The observed spectral data (in the velocity domain) will be corrected for attenuation only at those specific frequency points where the data is determined from statistical analysis to be introduced by machinery vibrations.

The distorted signal produced by the analog integrator 56 is preferably received by an autoranging amplifier 32 which amplifies all components of the distorted signal based on the strongest component of the signal. It will be appreciated that the strongest point of the signal, generally a high frequency point, has been significantly reduced relative to the case where the analog integrator 56 was not employed. In an alternate embodiment, the autoranging amplifier 32 is eliminated and the accelerometer 24 produces a vibration signal having sufficient strength for electronic processing by the analyzer 28.

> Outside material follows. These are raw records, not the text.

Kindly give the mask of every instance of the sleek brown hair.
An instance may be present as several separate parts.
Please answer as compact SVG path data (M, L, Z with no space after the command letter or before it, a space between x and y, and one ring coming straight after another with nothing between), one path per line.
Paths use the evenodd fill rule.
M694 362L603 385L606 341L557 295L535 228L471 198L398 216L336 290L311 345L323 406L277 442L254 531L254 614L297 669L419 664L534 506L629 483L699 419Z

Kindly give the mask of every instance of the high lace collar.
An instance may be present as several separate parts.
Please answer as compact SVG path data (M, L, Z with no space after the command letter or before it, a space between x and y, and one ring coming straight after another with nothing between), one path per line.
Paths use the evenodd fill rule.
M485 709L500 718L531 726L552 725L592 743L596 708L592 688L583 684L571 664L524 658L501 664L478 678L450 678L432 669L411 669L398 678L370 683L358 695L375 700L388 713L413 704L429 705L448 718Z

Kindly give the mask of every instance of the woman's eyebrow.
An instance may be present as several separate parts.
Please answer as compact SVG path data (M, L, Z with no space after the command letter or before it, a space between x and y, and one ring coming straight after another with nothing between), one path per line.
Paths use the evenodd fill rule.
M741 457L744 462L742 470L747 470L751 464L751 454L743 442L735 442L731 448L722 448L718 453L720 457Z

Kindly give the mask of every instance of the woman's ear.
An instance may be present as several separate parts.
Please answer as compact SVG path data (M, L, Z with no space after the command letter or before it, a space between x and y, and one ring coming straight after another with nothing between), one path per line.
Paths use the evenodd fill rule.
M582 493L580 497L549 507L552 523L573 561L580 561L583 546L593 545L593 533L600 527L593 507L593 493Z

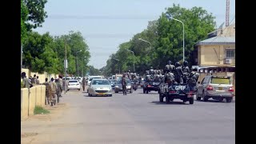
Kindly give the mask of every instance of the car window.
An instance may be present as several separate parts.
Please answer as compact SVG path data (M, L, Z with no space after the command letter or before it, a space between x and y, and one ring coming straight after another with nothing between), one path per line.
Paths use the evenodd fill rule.
M212 84L230 84L230 80L229 78L212 78L211 82Z
M205 82L205 79L206 79L206 78L202 78L201 84L203 84Z
M107 80L94 80L93 85L110 85Z
M69 81L69 82L78 82L78 81L70 80L70 81Z

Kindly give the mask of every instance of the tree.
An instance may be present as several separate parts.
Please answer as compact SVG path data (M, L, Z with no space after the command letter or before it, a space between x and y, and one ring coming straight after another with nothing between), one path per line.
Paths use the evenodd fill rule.
M45 5L47 0L22 0L28 10L28 18L26 22L26 30L30 31L32 29L42 27L42 23L47 18L45 11Z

To prevent anti-aliasing during the digitization process, the signal is passed through an anti-aliasing filter 34, which is typically a steep low pass filter, before being digitized by A/D converter 36. The A/D converter 36 will have "bit stutter" of one or two bits, thereby producing a noise floor that is substantially white. Therefore, the A/D converter 36 represents another potential source of dynamic range loss. To prevent dynamic range loss within the A/D converter 36, a high bit resolution converter is required where all bits are distributed evenly between the V_{ref} of the converter 36. The practical limit on A/D converters is 16 to 18 bits, which represents a 24 to 30 dB improvement in dynamic range relative to a 12 bit A/D converter. Therefore, the dynamic range needed to monitor slow speed machinery is obtained through a combination of a high resolution A/D converter 36 with minimal bit stutter and an analog integrator 56.

A time series of digital signals produced by A/D converter 36 over a predetermined time interval is transformed to the frequency domain by means of a fast Fourier transform 38. Preferably, a time series of fast Fourier transforms are taken and averaged by averager 40 to produce an average transformation to the frequency domain. Averaging a series of transformations is useful for reducing the statistical variations introduced by extraneous noise sources.

The frequency spectrum of the transformed signal is analyzed to determine the significance of the amplitudes. A significant peak amplitude is one that is likely introduced by vibrations within the machinery and, for purposes of peak detection, significant amplitudes include those amplitudes that are within a predetermined range of frequencies on either side of a significant peak. In a preferred embodiment, a minimum of three data points, or amplitudes, are required for peak detection. Therefore, the predetermined range of frequencies must be large enough to include at least one data point on each side of the peak.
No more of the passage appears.